Who's Calling?
Who's Calling?

Lately, I've been getting a ton of unwanted calls on my cell phone. I'm fooled into answering these calls because the caller-ID looks like someone in my local area. I very quickly realize I have been tricked – and the caller has faked the caller id. I did some research and it appears the FCC and several state governments are trying to regulate or legislate a stop to this. When you can't trust the originator of a communication, there is no trust.

Recently, a major denial of service attack was initiated by exploiting the 17,000 memcached servers that are on the public internet that support UDP messages. These servers permit an initial cache request to store data, then an ability to recall the same data later. These are designed to make applications run much faster. An attacker can cache data for a commercial website by using one of the websites public addresses. Then the attacker can pretend to be the website, and request the data be sent. The attacker can amplify a denial of service request 51,000 times using this technique overwhelming any service. Attackers are now seeking a ransom from sites wishing not to be attacked this way.

In both cases, the technology exists to insert authentication tokens that can be verified or checked PRIOR to processing a call or web-session. Application developers have been using single sign-on tokens, or session cookies to accomplish much the same thing, a capability we can only dream about at the mobile phone or at the IP network layer.  

With software-based networking functions becoming all the rage, it's easy to assume that our network layers may soon be able to provide innovative enhancements that are borrowed from the application layers. One of these enhancements should be the authentication of a source of a communication request. Accomplishing this on a packet-by-packet basis may not be practical, but clearly for TCP and UDP, authenticating each session once would be a great improvement. For the authentication to be trusted, it must be performed by a different entity than the actual sender. This means the carriers or enterprises should vouch for the authenticity of a call or data flow. This authentication would provide an audit trail as well, indicating who used what address when.

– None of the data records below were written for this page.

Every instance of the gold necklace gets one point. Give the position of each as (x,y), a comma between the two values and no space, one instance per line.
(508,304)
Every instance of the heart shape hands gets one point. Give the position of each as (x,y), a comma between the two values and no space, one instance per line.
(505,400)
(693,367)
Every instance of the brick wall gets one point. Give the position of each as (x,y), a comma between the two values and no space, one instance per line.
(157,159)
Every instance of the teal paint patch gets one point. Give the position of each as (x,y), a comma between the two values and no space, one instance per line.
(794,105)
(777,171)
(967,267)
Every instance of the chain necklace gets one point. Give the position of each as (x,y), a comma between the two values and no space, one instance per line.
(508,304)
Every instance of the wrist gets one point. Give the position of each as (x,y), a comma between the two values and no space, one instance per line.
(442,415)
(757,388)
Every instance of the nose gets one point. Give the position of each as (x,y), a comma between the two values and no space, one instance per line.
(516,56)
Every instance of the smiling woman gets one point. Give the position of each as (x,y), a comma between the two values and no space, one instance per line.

In an ideal world, everybody would use their real network address. Unfortunately, there are many address translations at networking boundaries. This suggests that authentication may actually need to be tied to not just an originating address, but to one or more translated addresses. This would suggest that routers at the edges of networks, or routers performing NAT translations should re-authenticate the original source and the translated source on a hop-by-hop basis.

The computer science question to ask is could this work? Can modern software-based IP routers perform line rate processing and insert/replace authentication tokens at the start of each session? Off the shelf CPU's with crypto assist can perform hundreds of thousands of authentication signatures a second, and GPU's can achieve orders of magnitude more. It is quite reasonable to assume then that authenticated first packet routing is technically feasible. There are several challenges though to overcome.

(a)    Router Key Management. Each router would need to have a cryptographic key exchange with neighboring or peering routers. This means that a secure mechanism for distributing cryptographic keys would need to be developed, and added to existing routing protocols. Many SD-WAN vendors are distributing keys today in proprietary fashion, so it is reasonable to assume with a standardization, that this is possible.

(b)   Detection of a first packet. Each router would need to be more than flow aware with a last-in/first out limited flow table. Each router would need server-like memory to hold a much larger table of sessions. Each router would also need to be able to determine through deep packet inspection when TCP or UDP sessions were starting so that authentication tokens could be added, verified, and replaced as needed. Modern firewalls do this at line rate, so one must assume it is possible.

(c)    Routers would need to know that the next-hop router supported authentication. This would also need to be added to routing protocols through a standardization effort. Overlay networks operate on this assumption, so this must also be practical.

These required capabilities are easily achieved at required performance levels with software.

Hardware-centric networking is not easily modifiable and can't be easily replaced. Software-based networking can usher in a massive wave of innovation by augmenting hardware with new capabilities where needed. One of these new capabilities might be session-based authentication for some or all of your applications.

Imagine a world where specific services have network asserted authentication for a source and destination address. We would eliminate and contain most if not all of the volumetric attacks that cloak themselves in false source addresses. This capability would enhance our security in so many ways, providing an audit trail of a session through NAT boundaries, IPv4 and IPv6 boundaries. The network would not understand user identity, but it would understand that the network addresses in use are correct and auditable.